That inconsistency could have allowed employees to withdraw Bitcoin from through an emergency recovery process that requires 2 of 3 keyholders to sign a transaction. This bug would bypass the proper multisig process, which requires 11 of 15 keyholders to sign a transaction.
According to Prestwitch, the vulnerable account controlled 870 BTC ($8 million) for over an hour this week. However, the bug could have compromised millions of dollars before the last transaction: the potential exploit has existed for 18 months and affected more than 2,000 UTXOs.
Blockstream CEO Adam Back has responded and admitted that the bug was a “known issue.”
Back says that a complete fix has been underway for some time, but has been delayed for several reasons. He added that developers are currently working with the Liquid Federation to create and deploy a final patch. Right now, a workaround is in place that will solve the problem in a temporary and limited way.
Adam Back noted that Blockstream’s handling of the situation “is not up to [its] usual standard of trust-minimization.” To Blockstream’s credit, no funds have actually been stolen. Furthermore, the bug only opens the possibility of internal theft by employees—not an outside attack.
Why Blockstream Is Controversial
Blockstream and the Liquid Network are somewhat controversial among the crypto community, especially among the Bitcoin community.
While Blockstream funds development of Bitcoin itself, the company’s Liquid Network is a federated sidechain that stores BTC outside of the main Bitcoin blockchain.

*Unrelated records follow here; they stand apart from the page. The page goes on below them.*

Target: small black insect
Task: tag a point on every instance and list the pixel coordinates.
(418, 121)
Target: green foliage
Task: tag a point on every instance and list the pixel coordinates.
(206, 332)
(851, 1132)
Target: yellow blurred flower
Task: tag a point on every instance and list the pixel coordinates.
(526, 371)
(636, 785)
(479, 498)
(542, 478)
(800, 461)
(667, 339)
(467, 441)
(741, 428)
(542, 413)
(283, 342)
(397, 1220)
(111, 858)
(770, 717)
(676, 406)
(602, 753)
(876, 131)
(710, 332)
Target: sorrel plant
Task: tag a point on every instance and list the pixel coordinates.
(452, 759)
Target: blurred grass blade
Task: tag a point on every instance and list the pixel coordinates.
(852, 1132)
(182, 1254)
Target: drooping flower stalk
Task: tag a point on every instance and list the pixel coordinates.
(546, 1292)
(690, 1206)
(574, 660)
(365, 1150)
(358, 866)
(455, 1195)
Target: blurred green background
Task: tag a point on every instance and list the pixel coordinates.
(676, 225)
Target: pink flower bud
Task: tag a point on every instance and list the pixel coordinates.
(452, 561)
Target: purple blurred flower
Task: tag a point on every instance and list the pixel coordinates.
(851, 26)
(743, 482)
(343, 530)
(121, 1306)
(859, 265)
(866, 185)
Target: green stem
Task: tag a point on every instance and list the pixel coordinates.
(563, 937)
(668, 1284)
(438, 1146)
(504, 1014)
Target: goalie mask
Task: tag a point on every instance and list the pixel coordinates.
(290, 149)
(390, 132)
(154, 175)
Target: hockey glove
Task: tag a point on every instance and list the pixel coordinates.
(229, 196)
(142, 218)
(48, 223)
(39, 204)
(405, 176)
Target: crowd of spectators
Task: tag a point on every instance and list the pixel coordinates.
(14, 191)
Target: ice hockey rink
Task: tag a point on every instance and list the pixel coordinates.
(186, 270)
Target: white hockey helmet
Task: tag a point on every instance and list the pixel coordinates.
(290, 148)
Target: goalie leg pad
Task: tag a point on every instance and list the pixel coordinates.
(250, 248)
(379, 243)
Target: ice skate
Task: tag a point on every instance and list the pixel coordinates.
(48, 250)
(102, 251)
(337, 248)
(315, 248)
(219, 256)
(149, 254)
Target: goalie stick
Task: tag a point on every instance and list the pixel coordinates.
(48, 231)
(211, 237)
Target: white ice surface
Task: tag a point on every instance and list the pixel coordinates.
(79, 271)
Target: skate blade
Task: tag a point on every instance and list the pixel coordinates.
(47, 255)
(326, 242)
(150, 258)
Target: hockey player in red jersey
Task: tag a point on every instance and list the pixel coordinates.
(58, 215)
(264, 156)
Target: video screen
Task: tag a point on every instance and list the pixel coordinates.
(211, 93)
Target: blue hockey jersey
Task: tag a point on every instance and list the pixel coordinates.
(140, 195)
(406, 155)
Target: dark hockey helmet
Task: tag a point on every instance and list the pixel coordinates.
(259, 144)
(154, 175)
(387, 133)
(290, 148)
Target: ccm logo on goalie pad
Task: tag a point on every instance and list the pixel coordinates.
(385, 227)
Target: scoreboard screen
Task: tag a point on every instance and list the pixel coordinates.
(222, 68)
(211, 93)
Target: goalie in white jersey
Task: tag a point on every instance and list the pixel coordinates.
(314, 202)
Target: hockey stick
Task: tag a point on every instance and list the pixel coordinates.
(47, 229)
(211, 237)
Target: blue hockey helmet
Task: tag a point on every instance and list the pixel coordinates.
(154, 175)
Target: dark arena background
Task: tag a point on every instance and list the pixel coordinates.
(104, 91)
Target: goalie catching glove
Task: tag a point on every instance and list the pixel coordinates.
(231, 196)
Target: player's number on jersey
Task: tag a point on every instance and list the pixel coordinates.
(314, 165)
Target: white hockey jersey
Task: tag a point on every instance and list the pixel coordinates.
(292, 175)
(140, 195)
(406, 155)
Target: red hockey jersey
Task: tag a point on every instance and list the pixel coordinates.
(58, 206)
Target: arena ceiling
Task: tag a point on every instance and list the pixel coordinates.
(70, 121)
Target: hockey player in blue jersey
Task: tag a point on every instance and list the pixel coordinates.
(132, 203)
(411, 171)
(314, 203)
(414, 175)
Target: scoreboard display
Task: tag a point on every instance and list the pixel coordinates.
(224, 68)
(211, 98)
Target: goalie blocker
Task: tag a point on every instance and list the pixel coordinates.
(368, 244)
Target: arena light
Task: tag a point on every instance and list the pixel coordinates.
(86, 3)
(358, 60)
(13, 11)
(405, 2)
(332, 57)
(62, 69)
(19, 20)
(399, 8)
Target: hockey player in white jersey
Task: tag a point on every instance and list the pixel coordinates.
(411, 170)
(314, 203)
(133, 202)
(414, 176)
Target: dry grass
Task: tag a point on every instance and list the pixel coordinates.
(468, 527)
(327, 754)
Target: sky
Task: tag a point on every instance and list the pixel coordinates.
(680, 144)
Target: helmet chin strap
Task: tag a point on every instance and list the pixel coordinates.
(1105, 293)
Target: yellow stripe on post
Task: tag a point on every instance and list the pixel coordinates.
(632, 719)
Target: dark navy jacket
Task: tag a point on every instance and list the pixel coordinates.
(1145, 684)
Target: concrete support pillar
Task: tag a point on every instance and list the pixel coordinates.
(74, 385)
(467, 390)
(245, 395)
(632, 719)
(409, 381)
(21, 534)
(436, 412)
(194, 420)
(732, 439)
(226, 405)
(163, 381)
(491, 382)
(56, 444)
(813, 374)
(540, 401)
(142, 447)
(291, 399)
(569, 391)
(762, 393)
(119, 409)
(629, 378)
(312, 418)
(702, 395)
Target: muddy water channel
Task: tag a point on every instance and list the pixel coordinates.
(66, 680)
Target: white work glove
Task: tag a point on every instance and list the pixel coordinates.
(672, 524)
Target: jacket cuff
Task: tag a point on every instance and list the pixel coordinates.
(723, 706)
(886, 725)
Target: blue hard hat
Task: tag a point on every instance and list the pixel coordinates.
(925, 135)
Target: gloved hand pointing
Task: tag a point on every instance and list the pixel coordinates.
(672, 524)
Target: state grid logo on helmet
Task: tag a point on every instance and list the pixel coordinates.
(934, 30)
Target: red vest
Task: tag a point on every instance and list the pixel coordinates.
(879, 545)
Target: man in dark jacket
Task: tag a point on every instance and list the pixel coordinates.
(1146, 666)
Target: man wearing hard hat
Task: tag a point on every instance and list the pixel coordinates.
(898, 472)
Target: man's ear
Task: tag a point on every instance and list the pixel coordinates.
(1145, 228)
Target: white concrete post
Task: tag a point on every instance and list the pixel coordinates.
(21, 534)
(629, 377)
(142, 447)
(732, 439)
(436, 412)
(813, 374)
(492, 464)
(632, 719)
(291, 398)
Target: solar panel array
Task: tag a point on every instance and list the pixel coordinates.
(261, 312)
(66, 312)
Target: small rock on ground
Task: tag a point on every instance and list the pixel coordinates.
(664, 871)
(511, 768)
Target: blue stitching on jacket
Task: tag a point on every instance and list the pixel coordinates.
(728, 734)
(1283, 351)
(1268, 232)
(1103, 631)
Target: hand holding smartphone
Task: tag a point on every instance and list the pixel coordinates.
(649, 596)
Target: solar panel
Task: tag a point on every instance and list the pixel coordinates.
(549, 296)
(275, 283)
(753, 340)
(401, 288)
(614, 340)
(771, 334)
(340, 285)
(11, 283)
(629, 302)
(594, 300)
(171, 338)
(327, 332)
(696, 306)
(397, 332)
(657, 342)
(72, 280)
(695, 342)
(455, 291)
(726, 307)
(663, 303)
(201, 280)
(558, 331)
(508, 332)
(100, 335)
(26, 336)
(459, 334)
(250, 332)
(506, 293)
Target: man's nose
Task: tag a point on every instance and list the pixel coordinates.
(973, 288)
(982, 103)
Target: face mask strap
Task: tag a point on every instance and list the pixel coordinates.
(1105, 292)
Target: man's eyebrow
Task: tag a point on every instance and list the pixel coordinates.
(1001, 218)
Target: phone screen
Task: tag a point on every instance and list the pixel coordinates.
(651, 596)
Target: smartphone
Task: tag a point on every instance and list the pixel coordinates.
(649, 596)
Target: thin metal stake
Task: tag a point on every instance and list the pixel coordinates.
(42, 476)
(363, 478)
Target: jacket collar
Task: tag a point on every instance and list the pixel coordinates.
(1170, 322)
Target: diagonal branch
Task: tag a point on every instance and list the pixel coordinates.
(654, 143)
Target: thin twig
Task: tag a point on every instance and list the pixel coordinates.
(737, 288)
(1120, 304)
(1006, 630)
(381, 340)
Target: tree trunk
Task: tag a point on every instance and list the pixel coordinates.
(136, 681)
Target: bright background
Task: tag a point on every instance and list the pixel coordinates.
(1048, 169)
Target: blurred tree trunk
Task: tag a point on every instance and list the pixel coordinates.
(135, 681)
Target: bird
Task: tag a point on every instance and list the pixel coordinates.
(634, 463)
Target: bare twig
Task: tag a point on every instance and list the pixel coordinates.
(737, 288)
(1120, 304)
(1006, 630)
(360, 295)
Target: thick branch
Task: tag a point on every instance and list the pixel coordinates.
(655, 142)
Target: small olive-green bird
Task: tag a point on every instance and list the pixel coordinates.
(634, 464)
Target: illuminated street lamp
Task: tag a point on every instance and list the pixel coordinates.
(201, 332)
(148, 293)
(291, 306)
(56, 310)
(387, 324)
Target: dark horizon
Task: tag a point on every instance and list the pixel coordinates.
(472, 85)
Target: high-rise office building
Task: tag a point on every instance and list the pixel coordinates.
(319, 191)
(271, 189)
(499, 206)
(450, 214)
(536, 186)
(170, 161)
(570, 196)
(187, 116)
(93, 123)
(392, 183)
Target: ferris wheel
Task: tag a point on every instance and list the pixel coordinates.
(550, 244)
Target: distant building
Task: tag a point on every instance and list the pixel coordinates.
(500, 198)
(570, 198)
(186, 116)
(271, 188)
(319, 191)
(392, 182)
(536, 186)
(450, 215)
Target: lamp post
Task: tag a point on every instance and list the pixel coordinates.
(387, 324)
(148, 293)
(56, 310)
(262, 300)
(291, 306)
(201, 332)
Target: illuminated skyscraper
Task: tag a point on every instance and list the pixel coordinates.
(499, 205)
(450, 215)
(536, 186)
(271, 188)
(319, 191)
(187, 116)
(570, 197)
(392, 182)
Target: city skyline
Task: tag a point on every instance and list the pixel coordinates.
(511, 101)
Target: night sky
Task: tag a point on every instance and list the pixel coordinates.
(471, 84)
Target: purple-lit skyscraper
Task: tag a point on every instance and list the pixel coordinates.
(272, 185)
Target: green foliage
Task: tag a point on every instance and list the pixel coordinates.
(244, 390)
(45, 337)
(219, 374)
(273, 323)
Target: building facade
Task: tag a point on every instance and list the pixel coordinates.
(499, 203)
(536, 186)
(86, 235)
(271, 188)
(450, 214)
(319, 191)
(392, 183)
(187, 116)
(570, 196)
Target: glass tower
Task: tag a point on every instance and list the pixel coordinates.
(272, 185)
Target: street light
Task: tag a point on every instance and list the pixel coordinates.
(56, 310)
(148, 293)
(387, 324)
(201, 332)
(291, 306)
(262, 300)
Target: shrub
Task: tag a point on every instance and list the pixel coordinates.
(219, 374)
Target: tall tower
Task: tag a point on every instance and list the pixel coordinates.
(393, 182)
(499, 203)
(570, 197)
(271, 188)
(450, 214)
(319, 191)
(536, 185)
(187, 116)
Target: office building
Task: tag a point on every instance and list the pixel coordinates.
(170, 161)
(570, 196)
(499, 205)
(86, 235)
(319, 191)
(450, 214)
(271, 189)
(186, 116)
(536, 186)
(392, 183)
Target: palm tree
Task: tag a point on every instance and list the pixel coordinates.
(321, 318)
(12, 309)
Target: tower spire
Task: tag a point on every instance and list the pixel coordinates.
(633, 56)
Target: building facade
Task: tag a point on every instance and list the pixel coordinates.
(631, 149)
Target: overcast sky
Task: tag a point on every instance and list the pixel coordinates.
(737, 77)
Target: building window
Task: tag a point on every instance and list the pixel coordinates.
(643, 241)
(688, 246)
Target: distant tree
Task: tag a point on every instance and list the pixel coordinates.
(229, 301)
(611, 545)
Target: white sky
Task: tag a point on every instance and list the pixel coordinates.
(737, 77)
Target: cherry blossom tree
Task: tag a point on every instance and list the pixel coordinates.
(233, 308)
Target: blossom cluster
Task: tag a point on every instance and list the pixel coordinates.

That means that the company maintains significant control over the funds of users who trust it—typically enterprises and exchanges that rely on it for transfers and settlement.
Liquid’s bug is unlikely to affect general crypto holders. Regardless, the news is a reminder that investors who wish to maintain maximum control over their Bitcoin should do so by holding it in their own non-custodial wallet.